Paul Valéry, Ecrits politiques (Gallimard (Suite et fin)
En ce qui concerne la notoriété de Paul Valéry et son implication dans la vie sociale et politique française, il convient de rappeler qu’il fut président du Pen Club (section française), membre de la sous commission de la culture de la Société des Nations, membre de l’Académie française et aussi professeur au Collège de France où il occupa la chaire de poétique. Comme cela arrive assez souvent, maints esprits chagrins tentèrent de délégitimer un homme qui avait connu le succès. On a dit de lui que ce n’était pas un penseur mais un phraseur. Ce qui est excessif, bien que la critique porte un peu, au vu des discours, des rapports et des conférences donnés par l’intéressé. Toutes ces productions n’avancent pas d’un même pas, mais elles ont au moins le mérite de nous présenter un homme qui ne tourne pas le dos à son temps. Songez qu’il a connu, de près ou de très loi, trois guerres : 1871, 1914 et 1939. IL est mort en 1945.
Dans un rapport écrit à l’intention de la SDN de Genève, Paul Valery définit les buts de cette organisation internationale qui promeut la foi en l’homme, en l’intellect et en la paix. Les nations sont appelées à ne plus privilégier les confrontations brutales mais à se fonder sur l’intellect pour trouver des solutions pacifiques aux problèmes qui se posent. Nous trouvons aussi un beau discours sur les femmes, leur aptitude aux exercices de l’esprit, leur sensibilité dont on se demande si elles n’en ont pas le monopole, contrairement à l’intelligence masculine qui serait plus douée pour l’abstraction. Valéry se déclarera favorable à l’octroi du droit de vote aux femmes, il se fait même l’éloquent avocat de la cause féminine sans être un féministe.

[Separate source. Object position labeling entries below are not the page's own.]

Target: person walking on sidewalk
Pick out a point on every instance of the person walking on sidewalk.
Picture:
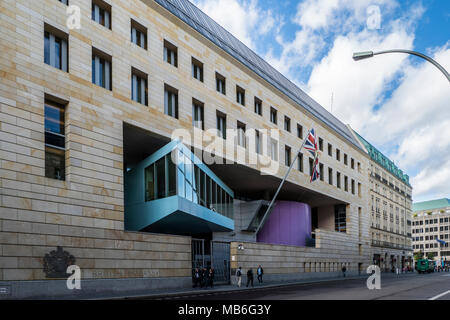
(250, 276)
(260, 272)
(239, 276)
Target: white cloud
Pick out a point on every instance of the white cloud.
(432, 183)
(411, 125)
(244, 19)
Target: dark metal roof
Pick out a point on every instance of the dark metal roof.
(202, 23)
(382, 160)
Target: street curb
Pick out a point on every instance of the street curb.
(222, 291)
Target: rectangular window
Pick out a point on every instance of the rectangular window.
(197, 70)
(101, 13)
(55, 48)
(258, 141)
(55, 146)
(299, 131)
(170, 53)
(101, 69)
(340, 218)
(139, 89)
(240, 95)
(273, 115)
(222, 124)
(220, 83)
(258, 106)
(198, 114)
(170, 101)
(300, 162)
(287, 124)
(138, 34)
(274, 149)
(287, 156)
(241, 134)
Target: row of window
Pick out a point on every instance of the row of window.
(430, 245)
(430, 221)
(101, 75)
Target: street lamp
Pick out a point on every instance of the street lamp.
(369, 54)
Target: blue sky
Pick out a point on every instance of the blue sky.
(401, 104)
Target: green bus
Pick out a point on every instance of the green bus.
(425, 265)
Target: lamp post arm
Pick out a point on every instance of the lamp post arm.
(437, 65)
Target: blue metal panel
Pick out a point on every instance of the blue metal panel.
(211, 30)
(141, 216)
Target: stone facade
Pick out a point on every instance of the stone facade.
(85, 213)
(431, 221)
(390, 205)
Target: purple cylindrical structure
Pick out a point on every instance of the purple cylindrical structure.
(289, 224)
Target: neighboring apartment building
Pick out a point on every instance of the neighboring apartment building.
(390, 206)
(87, 169)
(431, 222)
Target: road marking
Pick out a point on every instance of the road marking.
(440, 295)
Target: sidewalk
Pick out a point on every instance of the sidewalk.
(192, 292)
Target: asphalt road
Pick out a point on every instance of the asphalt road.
(434, 286)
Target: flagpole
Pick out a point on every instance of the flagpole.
(281, 184)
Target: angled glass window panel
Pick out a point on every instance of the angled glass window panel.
(213, 195)
(208, 192)
(202, 187)
(161, 178)
(189, 169)
(150, 183)
(172, 176)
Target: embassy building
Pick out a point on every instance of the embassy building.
(148, 142)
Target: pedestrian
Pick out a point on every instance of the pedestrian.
(239, 276)
(250, 277)
(196, 278)
(260, 272)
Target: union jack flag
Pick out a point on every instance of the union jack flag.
(311, 146)
(311, 143)
(315, 174)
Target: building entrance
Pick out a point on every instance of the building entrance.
(215, 254)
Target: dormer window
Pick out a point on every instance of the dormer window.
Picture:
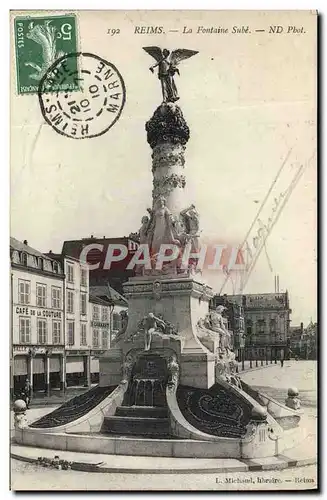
(24, 259)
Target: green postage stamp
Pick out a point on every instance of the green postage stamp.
(40, 41)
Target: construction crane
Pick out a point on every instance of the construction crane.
(259, 242)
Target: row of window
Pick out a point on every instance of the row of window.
(83, 340)
(24, 294)
(41, 296)
(39, 262)
(42, 333)
(104, 313)
(260, 326)
(70, 275)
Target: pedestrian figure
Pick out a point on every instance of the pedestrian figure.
(282, 358)
(27, 391)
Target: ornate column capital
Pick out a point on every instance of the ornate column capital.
(167, 125)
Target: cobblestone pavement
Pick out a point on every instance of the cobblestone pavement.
(29, 477)
(273, 380)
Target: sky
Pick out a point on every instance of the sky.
(249, 100)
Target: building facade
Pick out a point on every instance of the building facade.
(97, 253)
(265, 320)
(304, 341)
(37, 318)
(234, 314)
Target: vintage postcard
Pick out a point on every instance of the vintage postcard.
(163, 308)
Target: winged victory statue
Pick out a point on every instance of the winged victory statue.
(167, 63)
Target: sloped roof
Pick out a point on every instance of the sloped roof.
(21, 247)
(98, 300)
(108, 291)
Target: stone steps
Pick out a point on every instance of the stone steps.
(137, 426)
(142, 411)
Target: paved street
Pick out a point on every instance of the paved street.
(28, 477)
(273, 380)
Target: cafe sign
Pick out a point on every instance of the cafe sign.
(266, 301)
(33, 311)
(99, 324)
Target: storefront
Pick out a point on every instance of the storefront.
(41, 366)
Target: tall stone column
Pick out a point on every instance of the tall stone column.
(87, 370)
(167, 134)
(47, 374)
(30, 371)
(63, 373)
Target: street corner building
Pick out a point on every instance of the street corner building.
(260, 324)
(58, 325)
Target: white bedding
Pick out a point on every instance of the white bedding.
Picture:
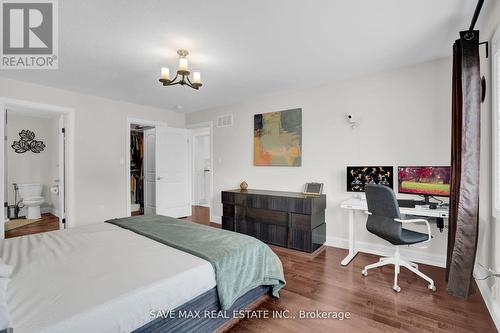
(97, 278)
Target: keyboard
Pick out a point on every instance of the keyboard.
(407, 203)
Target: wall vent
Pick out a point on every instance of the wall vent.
(225, 120)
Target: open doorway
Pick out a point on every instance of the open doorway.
(142, 169)
(37, 167)
(201, 148)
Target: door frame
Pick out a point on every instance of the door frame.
(126, 162)
(69, 163)
(210, 126)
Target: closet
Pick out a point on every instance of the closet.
(137, 171)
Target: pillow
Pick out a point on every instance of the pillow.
(5, 320)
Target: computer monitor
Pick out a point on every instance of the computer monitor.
(428, 181)
(359, 176)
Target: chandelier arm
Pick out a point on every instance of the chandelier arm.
(172, 83)
(189, 83)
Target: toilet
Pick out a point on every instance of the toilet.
(31, 194)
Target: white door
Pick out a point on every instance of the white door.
(62, 173)
(149, 172)
(173, 188)
(201, 168)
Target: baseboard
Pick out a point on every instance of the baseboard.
(414, 255)
(216, 219)
(492, 304)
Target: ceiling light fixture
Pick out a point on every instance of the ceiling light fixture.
(182, 75)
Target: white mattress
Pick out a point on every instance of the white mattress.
(97, 278)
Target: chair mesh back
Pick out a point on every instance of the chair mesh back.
(384, 208)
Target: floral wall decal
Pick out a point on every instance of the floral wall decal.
(27, 142)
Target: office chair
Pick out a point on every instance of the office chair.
(384, 220)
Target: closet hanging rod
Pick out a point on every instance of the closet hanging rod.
(476, 14)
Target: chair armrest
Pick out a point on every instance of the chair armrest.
(417, 221)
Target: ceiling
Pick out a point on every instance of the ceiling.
(115, 48)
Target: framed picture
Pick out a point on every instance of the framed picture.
(313, 189)
(277, 138)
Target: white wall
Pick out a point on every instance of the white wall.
(31, 167)
(404, 118)
(100, 145)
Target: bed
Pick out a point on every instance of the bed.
(117, 276)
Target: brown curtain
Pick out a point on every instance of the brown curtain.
(464, 198)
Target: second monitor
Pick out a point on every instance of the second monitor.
(428, 181)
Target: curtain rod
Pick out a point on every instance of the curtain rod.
(476, 14)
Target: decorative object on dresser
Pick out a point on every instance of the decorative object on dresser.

Nous lisons aussi dans ce volume un projet Valéry-Focillon en vue d’unifier différents organismes littéraires afin de pouvoir mobiliser, en cas de besoin, les intellectuels des différents pays ; ces groupes sont censés peser sur les décisions des nations et de leurs gouvernants, ce qui devrait éloigner le plus loin possible le spectre imminent (on est dans l’entre-deux-guerres) d’une confrontation armée entre les puissances européennes. L’idée de Valéry et de ses collègues était de créer une instance de l’esprit qui dicterait enfin ses lois aux hommes en leur montrant qu’il existe d’autres choix que des initiatives brutales. Cette idée est remarquable et me rappelle les efforts déployés, à la même époque, par Romain Rolland, Stefan Zweig, et plus tard Martin Buber, pour éviter la guerre. Certes, le poète ne sous estime pas les difficultés pour établir un tel organisme doté de moyens, d’une revue, d’un bulletin de liaison, etc… pour mobiliser les intellectuels de tous les pays lesquels pèseraient ensuite sur la voie suivie par leurs gouvernements. Belle idée, mais, hélas, on connaît la suite. L’esprit est toujours désarmé face à la politique.